Correct SPF

It would be useful to see the headers from one of the affected messages. Redact any sensitive information beforehand.

We encountered this fun problem too. Messages forward from one of our Tenants to another just get dumped as spam.

What have we done wrong you may ask?

Well it appears that the sending M365 service is using 40.95.78.85 as its address.

The specific error in the headers shows that forwarding from O365 to O365 breaks the SPF check.

Received-SPF: Fail (protection.outlook.com: domain of xxxxx.org does not

designate 40.95.78.85 as permitted sender) receiver=protection.outlook.com;

client-ip=40.95.78.85; helo=GBR01-LO2-obe.outbound.protection.outlook.com;

So? Well the spf.protection.outlook.com that we all include in SPF records to white list the MSFT services, currently unrolls (on mxtoolbox.com) to:-

40.92.0.0/15 - (40.92.0.0 - 40.93.255.255)
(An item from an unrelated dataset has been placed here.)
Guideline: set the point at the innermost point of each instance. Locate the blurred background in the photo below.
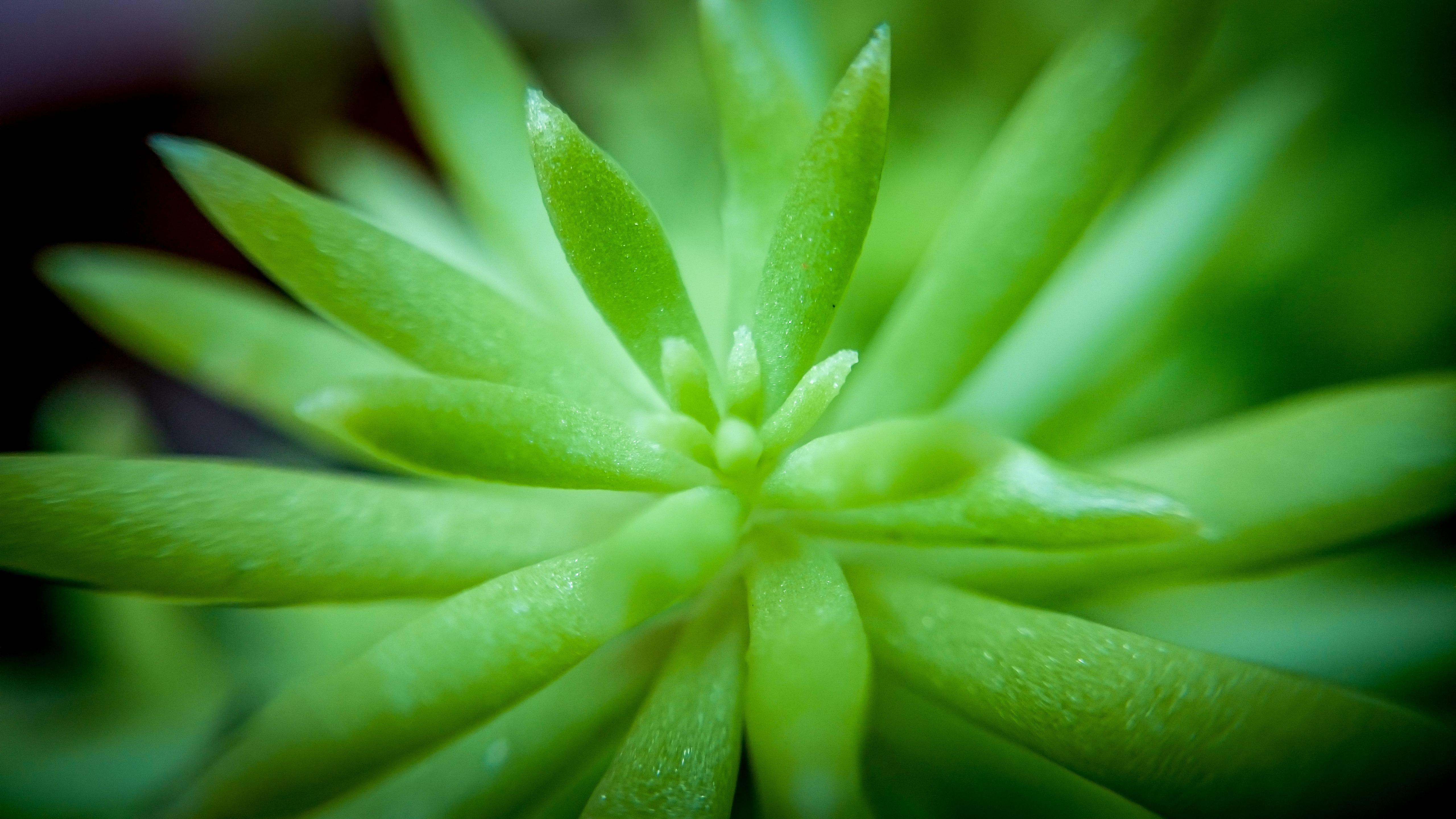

40.107.0.0/16 - (40.107.0.0 - 40.107.255.255)

52.100.0.0/14 - ( 52.100.0.0 - 52.103.255.255)

104.47.0.0/17 - ( 104.47.0.0 - 104.47.127.255)

.....so MSFTs own range of valid addresses for SFP does not include the 40.95.78.85 they are using for our Tenant.  Oops.

Likely a typo as 40.92.0.0/14 would fix it, but its worth checking your mileage.

Of course mxtoolbox.com may be lying.... and we may not be getting everything treated as spam.